Lenz & Staehelin has advised the Swiss private bank and securities trading house Vontobel Group on the set-up of its securities insourcing services, which now will include an exclusive IT/Application Service Providing (ASP) partnership with T-Systems Schweiz AG, a subsidiary of Deutsche Telekom.

Vontobel will offer transaction bank services and make its established securities platform available to other banks. Client banks are thus able to outsource the combined execution, global custody and client custody services to a single source that covers the most important, most complex and most resource-intensive areas of securities settlement and administration.
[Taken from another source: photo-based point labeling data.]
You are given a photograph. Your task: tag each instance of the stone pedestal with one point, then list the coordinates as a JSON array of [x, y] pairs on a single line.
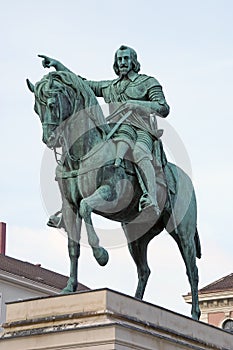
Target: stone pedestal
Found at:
[[104, 320]]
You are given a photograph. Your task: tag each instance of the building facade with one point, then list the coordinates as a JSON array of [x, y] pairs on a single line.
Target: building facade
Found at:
[[216, 303], [20, 280]]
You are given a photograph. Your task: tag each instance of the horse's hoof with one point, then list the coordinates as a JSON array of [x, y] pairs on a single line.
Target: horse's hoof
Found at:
[[196, 315], [101, 256], [68, 289]]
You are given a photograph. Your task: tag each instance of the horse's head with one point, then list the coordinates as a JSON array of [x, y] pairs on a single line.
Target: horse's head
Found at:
[[55, 101]]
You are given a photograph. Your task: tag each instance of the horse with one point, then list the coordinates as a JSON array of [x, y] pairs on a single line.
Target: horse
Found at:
[[72, 120]]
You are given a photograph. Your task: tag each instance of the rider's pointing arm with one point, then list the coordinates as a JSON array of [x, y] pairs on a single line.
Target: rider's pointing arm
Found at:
[[48, 62]]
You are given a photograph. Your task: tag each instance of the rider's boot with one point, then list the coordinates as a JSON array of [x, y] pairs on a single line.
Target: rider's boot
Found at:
[[122, 148], [55, 220], [149, 177]]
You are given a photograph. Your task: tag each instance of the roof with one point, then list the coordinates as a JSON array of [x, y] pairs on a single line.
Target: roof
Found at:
[[35, 273], [224, 283]]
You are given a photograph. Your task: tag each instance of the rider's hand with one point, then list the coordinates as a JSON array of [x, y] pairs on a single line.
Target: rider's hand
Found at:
[[47, 61]]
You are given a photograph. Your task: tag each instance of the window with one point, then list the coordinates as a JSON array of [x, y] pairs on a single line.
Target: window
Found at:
[[228, 325]]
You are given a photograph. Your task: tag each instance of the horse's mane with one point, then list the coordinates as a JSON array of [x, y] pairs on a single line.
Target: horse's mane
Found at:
[[59, 81]]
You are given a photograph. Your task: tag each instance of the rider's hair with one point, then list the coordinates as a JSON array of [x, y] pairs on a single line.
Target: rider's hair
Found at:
[[133, 55]]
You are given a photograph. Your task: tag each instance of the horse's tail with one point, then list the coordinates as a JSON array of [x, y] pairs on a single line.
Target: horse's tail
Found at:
[[198, 244]]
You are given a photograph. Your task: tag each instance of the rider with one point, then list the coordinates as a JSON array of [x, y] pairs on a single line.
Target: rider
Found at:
[[142, 95]]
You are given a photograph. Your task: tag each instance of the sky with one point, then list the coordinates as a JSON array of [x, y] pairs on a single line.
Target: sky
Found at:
[[187, 46]]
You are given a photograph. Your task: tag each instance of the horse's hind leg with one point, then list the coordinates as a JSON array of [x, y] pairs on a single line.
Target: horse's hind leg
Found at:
[[85, 210], [187, 246], [72, 223], [138, 251]]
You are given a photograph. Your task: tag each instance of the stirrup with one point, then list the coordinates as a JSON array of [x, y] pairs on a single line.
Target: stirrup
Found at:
[[146, 202], [118, 162], [55, 220]]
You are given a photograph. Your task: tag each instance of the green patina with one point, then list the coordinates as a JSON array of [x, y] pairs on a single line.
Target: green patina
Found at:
[[98, 153]]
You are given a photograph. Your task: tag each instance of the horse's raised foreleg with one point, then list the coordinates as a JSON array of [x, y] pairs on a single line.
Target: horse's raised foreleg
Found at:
[[96, 200], [72, 223]]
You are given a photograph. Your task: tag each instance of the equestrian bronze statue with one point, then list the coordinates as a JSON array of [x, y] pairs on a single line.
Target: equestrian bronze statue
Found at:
[[116, 166]]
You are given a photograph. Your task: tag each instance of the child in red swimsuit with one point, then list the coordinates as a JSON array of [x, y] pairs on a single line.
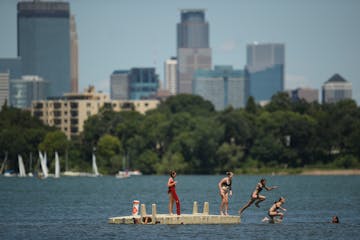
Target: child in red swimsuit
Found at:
[[172, 194]]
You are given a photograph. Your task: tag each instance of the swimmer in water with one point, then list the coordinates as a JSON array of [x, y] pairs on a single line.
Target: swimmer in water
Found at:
[[255, 196], [274, 209]]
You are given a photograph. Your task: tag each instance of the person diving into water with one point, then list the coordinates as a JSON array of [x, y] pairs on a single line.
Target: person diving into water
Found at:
[[255, 196]]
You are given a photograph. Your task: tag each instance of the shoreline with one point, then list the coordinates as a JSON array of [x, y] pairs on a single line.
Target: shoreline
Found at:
[[320, 172]]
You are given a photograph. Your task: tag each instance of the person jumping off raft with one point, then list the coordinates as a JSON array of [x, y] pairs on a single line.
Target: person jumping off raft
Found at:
[[256, 195], [225, 192], [172, 194]]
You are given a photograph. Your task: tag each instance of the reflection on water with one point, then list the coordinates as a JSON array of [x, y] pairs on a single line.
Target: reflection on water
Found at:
[[78, 207]]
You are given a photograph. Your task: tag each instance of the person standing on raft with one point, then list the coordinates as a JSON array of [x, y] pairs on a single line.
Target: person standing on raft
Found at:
[[225, 192], [255, 196], [172, 194]]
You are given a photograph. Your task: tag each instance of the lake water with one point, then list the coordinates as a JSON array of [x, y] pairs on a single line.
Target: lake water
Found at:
[[79, 207]]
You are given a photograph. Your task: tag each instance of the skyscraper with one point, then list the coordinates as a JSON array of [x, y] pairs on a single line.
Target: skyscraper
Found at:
[[25, 90], [44, 43], [265, 70], [170, 75], [222, 86], [336, 89], [4, 88], [143, 84], [119, 85], [74, 56], [193, 50]]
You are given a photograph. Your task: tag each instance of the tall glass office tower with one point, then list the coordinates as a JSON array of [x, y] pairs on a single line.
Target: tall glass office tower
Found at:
[[223, 86], [264, 70], [193, 50], [44, 43]]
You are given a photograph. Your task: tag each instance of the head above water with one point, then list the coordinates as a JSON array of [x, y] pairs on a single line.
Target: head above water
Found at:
[[335, 219], [172, 173]]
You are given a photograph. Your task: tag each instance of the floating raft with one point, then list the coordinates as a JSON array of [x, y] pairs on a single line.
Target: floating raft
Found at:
[[194, 218]]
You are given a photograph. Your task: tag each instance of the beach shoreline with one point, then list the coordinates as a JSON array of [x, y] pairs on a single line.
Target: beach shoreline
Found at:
[[322, 172]]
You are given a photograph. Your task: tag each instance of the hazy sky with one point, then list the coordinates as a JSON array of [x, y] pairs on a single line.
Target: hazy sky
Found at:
[[321, 37]]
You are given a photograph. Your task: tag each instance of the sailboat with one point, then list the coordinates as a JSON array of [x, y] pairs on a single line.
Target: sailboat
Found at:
[[57, 165], [94, 166], [43, 161], [22, 172], [2, 168]]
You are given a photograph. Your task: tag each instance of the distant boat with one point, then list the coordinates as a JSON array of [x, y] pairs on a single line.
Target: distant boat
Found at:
[[122, 174], [22, 172], [2, 168], [95, 170], [43, 162], [57, 165]]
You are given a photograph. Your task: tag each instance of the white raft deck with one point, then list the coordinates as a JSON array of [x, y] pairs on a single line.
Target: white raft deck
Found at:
[[194, 218]]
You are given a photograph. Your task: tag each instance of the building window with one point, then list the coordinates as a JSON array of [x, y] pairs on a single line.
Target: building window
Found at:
[[57, 105]]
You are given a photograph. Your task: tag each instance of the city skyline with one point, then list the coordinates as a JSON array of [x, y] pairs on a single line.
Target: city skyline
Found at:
[[321, 37]]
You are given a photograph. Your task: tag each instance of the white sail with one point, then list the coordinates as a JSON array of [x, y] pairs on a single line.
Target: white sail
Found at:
[[95, 170], [57, 165], [22, 172], [43, 165]]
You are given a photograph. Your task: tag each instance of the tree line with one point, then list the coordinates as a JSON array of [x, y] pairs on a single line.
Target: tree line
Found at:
[[187, 134]]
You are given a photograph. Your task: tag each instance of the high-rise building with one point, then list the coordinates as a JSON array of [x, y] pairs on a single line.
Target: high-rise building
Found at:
[[307, 94], [119, 85], [143, 83], [4, 88], [170, 75], [44, 43], [336, 89], [265, 70], [13, 66], [74, 56], [222, 86], [69, 112], [193, 50], [25, 90], [134, 84]]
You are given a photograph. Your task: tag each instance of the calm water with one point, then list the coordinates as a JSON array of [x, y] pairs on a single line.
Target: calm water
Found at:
[[78, 207]]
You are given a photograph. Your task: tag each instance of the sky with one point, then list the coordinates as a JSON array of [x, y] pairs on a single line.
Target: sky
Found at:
[[321, 37]]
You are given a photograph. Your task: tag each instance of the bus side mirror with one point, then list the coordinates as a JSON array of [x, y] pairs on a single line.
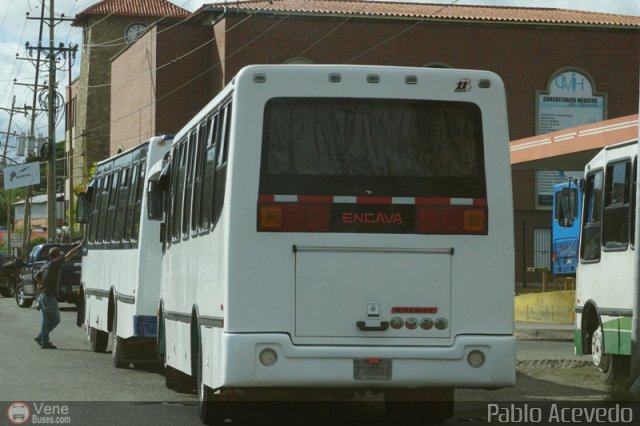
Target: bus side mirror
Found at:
[[155, 201], [83, 208]]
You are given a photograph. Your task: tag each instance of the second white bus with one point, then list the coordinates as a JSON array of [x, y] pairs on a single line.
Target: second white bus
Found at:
[[122, 250], [607, 272], [338, 229]]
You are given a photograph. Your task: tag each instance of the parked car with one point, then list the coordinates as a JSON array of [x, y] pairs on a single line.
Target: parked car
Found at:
[[9, 274], [27, 289]]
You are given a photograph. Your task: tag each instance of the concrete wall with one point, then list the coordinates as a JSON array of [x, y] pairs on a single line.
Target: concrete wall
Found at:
[[549, 307]]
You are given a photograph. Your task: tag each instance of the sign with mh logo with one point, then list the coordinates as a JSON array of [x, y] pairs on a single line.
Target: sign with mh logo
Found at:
[[21, 175]]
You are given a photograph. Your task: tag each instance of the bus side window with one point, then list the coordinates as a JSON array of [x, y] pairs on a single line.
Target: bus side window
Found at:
[[129, 218], [208, 185], [121, 205], [632, 215], [137, 205], [203, 135], [189, 152], [221, 164], [95, 209], [104, 203], [111, 207], [590, 238]]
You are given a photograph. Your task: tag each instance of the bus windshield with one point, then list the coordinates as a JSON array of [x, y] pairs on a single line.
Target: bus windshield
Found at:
[[346, 146]]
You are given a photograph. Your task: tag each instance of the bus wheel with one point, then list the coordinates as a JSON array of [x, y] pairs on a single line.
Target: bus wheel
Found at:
[[98, 340], [424, 406], [209, 404], [117, 347], [613, 367]]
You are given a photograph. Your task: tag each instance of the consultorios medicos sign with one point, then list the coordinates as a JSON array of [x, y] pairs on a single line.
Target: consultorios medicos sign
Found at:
[[21, 175]]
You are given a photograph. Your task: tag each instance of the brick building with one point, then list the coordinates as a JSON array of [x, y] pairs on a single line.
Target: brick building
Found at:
[[108, 27], [532, 49]]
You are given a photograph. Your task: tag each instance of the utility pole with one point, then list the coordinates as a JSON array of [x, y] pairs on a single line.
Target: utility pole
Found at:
[[52, 54], [52, 192], [4, 160]]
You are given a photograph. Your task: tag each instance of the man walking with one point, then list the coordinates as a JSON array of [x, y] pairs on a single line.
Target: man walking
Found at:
[[49, 280]]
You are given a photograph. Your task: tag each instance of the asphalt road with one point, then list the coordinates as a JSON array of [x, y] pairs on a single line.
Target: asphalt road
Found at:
[[83, 388]]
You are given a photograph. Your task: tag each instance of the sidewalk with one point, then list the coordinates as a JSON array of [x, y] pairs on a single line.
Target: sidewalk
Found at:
[[543, 331]]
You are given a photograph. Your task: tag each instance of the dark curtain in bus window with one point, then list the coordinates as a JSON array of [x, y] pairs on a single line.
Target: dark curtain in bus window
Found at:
[[590, 239], [615, 220], [374, 138], [566, 207]]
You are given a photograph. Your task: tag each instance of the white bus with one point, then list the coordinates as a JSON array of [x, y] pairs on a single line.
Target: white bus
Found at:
[[122, 251], [605, 273], [338, 228]]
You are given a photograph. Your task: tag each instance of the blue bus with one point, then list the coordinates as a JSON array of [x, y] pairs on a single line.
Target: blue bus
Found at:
[[567, 203]]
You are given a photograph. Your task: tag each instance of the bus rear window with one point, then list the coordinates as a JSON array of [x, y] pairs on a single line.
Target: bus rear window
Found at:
[[414, 148], [373, 166]]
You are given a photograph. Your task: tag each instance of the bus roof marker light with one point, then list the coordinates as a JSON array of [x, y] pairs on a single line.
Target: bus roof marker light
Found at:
[[411, 79], [476, 358], [268, 357], [373, 78]]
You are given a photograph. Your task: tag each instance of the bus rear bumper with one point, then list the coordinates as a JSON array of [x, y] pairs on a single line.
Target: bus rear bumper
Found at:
[[367, 366]]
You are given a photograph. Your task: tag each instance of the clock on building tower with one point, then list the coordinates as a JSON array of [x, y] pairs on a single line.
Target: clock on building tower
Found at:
[[133, 31]]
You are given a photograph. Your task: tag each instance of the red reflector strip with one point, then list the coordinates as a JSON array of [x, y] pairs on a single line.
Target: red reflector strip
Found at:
[[366, 199], [318, 199], [373, 200]]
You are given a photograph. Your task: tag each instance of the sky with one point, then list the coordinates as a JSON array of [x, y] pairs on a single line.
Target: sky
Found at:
[[16, 30]]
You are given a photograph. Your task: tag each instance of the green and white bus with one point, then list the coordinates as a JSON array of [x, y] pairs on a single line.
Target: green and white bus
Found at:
[[604, 281]]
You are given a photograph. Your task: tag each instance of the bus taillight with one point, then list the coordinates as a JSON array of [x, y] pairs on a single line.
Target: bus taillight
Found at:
[[451, 220], [294, 217]]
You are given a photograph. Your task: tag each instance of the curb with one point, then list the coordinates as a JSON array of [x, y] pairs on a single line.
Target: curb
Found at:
[[544, 332]]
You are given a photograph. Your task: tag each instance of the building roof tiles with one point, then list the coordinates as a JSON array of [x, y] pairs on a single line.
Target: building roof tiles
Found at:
[[533, 15], [133, 8]]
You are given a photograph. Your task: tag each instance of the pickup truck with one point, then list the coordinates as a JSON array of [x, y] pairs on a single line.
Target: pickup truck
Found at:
[[27, 289]]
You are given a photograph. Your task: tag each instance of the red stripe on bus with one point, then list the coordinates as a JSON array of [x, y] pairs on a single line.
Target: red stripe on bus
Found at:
[[266, 198], [373, 200], [423, 201], [324, 199]]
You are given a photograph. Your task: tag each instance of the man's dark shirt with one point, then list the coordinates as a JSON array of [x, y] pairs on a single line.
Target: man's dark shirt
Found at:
[[51, 280]]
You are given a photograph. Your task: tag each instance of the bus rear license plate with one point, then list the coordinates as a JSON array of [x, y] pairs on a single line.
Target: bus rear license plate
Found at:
[[365, 369]]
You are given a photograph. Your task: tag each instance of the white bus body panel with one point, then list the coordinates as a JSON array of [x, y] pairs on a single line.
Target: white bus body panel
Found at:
[[131, 274], [306, 304]]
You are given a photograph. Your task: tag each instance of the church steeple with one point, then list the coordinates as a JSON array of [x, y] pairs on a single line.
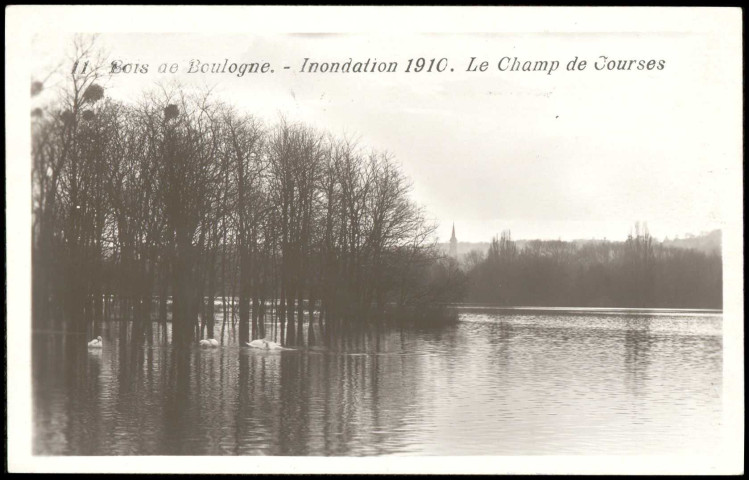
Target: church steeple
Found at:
[[453, 244]]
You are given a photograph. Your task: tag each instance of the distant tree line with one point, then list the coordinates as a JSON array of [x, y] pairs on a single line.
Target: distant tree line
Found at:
[[638, 272], [163, 206]]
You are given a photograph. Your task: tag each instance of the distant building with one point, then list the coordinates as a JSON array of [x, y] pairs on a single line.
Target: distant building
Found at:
[[453, 245]]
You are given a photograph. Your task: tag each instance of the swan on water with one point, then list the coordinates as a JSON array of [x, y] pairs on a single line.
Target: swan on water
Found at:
[[265, 345], [210, 342]]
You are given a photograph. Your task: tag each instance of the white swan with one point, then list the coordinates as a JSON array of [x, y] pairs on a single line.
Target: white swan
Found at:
[[265, 345], [95, 343]]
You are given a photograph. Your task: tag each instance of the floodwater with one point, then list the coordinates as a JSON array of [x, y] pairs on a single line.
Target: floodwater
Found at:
[[499, 382]]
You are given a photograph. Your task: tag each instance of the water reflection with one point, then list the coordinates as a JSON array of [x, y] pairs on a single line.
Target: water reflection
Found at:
[[493, 384]]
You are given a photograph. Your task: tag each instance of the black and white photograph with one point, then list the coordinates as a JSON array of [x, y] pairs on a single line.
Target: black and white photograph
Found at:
[[374, 240]]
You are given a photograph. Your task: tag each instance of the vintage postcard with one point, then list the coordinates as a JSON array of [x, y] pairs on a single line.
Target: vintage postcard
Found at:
[[374, 240]]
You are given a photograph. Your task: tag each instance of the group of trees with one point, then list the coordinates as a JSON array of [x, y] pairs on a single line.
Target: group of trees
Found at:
[[177, 200], [638, 272]]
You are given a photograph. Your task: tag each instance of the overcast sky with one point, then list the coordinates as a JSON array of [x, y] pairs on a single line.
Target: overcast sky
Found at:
[[565, 155]]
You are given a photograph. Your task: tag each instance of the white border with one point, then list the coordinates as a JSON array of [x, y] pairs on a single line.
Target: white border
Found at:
[[23, 21]]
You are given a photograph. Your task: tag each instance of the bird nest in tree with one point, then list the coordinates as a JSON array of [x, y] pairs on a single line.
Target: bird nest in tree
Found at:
[[171, 111], [67, 116], [93, 93], [36, 88]]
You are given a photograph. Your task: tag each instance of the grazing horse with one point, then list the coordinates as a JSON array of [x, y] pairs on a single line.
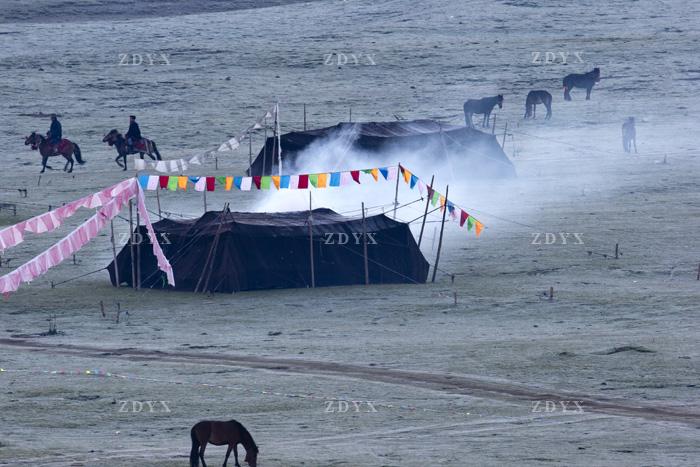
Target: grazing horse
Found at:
[[64, 148], [585, 80], [481, 106], [538, 97], [145, 146], [218, 434], [629, 135]]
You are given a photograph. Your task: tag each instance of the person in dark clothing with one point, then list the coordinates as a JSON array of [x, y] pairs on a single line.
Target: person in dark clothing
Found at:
[[133, 134], [55, 132]]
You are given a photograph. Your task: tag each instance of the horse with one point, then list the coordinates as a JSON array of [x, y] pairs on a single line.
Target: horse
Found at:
[[144, 146], [481, 106], [585, 80], [629, 135], [64, 148], [538, 97], [218, 434]]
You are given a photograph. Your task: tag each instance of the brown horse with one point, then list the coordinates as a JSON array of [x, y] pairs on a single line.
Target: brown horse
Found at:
[[65, 148], [218, 434], [144, 146]]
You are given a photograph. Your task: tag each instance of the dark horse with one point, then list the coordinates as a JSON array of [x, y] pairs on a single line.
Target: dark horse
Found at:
[[64, 148], [585, 80], [145, 146], [218, 434], [538, 97], [481, 106]]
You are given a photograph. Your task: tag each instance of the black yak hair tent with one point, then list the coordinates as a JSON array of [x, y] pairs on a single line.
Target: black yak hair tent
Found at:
[[226, 252], [479, 152]]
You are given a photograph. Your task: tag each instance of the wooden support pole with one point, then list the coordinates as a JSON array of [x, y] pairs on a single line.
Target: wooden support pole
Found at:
[[425, 214], [364, 244], [264, 150], [131, 243], [396, 193], [250, 152], [139, 239], [160, 215], [311, 245], [442, 228], [114, 252]]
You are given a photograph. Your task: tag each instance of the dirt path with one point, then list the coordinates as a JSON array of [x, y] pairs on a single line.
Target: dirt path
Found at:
[[439, 382]]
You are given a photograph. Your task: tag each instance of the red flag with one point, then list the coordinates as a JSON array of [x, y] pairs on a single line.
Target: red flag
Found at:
[[303, 181], [463, 218]]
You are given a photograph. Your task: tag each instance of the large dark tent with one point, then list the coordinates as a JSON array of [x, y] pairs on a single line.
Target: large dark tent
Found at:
[[228, 252], [434, 141]]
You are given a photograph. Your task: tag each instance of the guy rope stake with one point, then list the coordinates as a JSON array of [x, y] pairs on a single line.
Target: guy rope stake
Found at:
[[442, 228], [396, 194], [425, 214], [364, 244], [311, 245]]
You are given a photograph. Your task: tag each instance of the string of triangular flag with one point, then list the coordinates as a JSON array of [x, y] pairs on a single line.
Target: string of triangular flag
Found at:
[[184, 163], [456, 213], [311, 180]]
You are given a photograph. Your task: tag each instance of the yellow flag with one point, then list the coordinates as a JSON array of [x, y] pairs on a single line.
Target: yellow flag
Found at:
[[406, 175]]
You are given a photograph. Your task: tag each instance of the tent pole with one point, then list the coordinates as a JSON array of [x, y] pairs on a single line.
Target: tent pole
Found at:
[[131, 243], [279, 140], [264, 150], [311, 245], [364, 244], [396, 194], [250, 152], [114, 252], [425, 214], [442, 227]]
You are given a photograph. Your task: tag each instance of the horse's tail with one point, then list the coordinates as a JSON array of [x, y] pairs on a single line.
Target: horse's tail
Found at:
[[194, 454], [78, 154]]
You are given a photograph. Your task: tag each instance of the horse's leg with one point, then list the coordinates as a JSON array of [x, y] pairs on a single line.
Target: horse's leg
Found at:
[[201, 453], [228, 453], [235, 455]]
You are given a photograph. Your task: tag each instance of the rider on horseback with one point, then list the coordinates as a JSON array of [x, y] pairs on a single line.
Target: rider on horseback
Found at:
[[133, 135], [55, 133]]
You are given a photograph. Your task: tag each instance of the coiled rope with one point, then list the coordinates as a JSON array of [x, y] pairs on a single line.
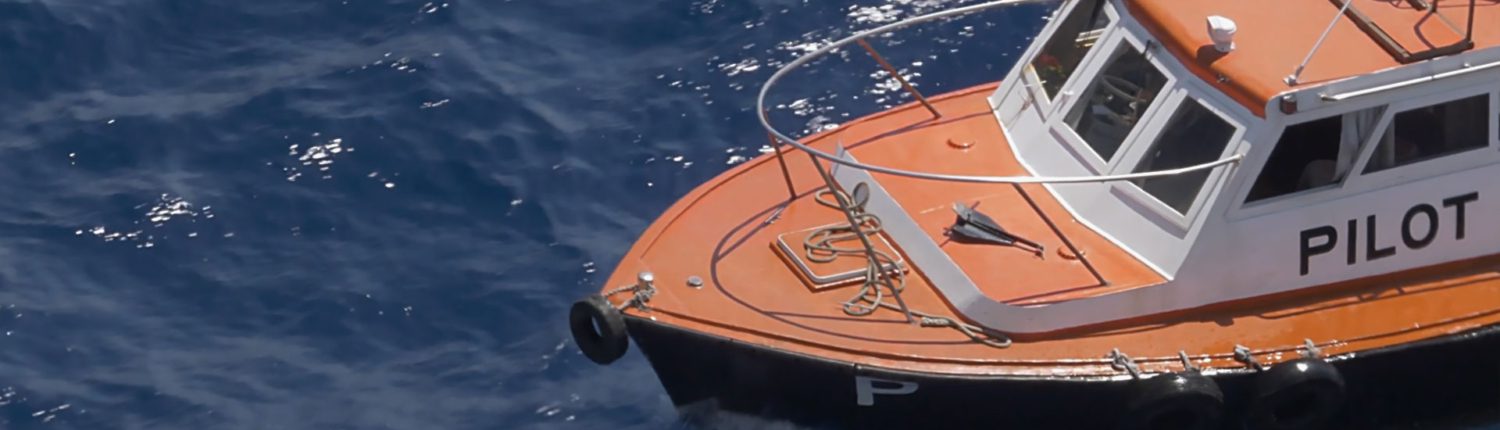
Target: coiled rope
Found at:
[[881, 274]]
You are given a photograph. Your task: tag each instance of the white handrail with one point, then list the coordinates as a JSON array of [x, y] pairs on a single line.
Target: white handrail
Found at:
[[765, 120]]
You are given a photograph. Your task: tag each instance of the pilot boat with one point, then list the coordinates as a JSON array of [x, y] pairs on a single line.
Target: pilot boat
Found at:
[[1169, 215]]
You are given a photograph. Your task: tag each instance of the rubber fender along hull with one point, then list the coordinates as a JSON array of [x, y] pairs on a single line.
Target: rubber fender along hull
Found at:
[[708, 375]]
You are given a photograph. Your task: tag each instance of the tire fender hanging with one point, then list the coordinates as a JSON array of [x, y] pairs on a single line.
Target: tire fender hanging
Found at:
[[599, 328], [1296, 394], [1184, 400]]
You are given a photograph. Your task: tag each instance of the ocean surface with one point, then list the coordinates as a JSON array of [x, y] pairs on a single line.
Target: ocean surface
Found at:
[[375, 213]]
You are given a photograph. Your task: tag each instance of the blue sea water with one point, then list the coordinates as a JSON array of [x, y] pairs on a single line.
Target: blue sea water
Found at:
[[375, 213]]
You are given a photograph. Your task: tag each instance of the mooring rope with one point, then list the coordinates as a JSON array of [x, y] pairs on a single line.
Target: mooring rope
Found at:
[[881, 274]]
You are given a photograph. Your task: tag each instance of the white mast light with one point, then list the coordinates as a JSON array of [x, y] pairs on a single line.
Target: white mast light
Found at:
[[1221, 30]]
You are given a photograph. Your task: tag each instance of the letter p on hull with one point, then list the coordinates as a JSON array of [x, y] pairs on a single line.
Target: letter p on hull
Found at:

Vontobel will act as the contractual partner and cover the actual banking processes (execution and custody), while T-Systems will be responsible for project implementation, the running of the IT infrastructure and applications management.

There is no other cooperation of this depth and scale in the securities business in the Swiss banking market today – particularly in terms of the number of client portfolios, transactions and securities positions involved.

The legal team of Lenz & Staehelin was led by partner Lukas Morscher and senior associate Christian Rehm.

The main legal challenge was to implement the transaction bank business case by creating an overall contractual concept and respective individual agreements among the various parties involved in the securites insourcing services of Vontobel (such as banking solution provider Avaloq, strategic IT partner T-Systems, other IT providers and consultants, existing client bank Raiffeisen Switzerland and the future client banks). Particular attention had to be given to the banking regulatory aspects of the cooperation, including banking secrecy, data security and integrity, protection of data privacy and general confidentiality in order to safeguard the interests of the banks and bank clients involved.